9-Euro-Ticket: So viel sparen die Hamburger jeden Monat

Hamburg - Der Hamburger Verkehrsverbund (HVV) hat zwei Monaten nach der Einführung des 9-Euro-Tickets ein positives Fazit gezogen. Nun soll eine Nachfolge-Regelung her.

Das 9-Euro-Ticket wird noch bis Ende August angeboten.
Das 9-Euro-Ticket wird noch bis Ende August angeboten.  © Christian Charisius/dpa

"Der Erfolg der 9-Euro-Ticket-Aktion, die als Teil des Entlastungspakets der Bundesregierung noch bis Ende August gilt, ist weiterhin ungebrochen.

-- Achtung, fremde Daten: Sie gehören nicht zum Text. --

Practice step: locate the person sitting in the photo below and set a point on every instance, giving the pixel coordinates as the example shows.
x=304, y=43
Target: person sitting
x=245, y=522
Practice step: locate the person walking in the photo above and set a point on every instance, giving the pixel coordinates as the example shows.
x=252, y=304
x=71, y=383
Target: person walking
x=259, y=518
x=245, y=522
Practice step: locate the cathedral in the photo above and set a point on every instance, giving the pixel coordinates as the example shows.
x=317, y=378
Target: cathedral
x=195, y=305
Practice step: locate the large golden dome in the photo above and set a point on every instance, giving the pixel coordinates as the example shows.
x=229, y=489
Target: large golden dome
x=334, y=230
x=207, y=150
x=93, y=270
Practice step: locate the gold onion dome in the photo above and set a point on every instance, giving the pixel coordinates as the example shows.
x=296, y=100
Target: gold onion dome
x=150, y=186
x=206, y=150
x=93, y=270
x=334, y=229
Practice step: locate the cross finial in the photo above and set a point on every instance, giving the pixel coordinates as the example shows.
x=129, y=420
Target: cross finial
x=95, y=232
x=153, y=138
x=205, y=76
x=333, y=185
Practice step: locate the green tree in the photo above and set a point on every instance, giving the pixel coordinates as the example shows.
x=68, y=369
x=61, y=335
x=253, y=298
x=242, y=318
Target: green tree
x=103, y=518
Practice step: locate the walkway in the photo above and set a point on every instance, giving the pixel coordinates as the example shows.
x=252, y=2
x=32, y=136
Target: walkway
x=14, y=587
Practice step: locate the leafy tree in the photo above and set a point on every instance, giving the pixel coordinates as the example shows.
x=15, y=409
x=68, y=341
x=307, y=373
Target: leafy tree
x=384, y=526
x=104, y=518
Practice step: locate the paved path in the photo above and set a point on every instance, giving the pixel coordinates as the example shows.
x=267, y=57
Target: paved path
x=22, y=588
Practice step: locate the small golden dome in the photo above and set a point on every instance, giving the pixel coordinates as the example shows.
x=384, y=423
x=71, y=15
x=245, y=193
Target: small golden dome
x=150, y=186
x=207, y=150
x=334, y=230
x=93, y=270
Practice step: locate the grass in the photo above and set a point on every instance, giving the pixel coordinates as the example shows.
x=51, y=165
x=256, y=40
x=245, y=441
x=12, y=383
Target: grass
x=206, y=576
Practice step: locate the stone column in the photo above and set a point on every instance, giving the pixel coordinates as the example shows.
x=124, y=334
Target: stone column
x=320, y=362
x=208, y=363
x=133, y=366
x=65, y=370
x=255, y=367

Insbesondere die Metropolen mit ihren gut ausgebauten Systemen des öffentlichen Nahverkehrs profitieren von diesem Angebot", teilte der HVV am Dienstag auf seiner Internet-Seite mit.

"Im Durchschnitt spart ein HVV-Kunde über 170 Euro, beim Vollzeit-Abo sogar über 250 Euro", rechnete das Unternehmen vor. Insgesamt wurden im HVV-Gebiet bisher 1,8 Millionen Tickets verkauft (800.000 für den Juni, 700.000 für den Juli und bisher 300.000 für den August).

Hinzu kommen noch einmal 680.000 Abonnentinnen und Abonnenten, die ebenfalls 9 Euro im Monat zahlen. Im Vergleich zu 2019 waren laut HVV fünf Prozent mehr Fahrgäste mit den Bussen, Bahnen und Fähren unterwegs.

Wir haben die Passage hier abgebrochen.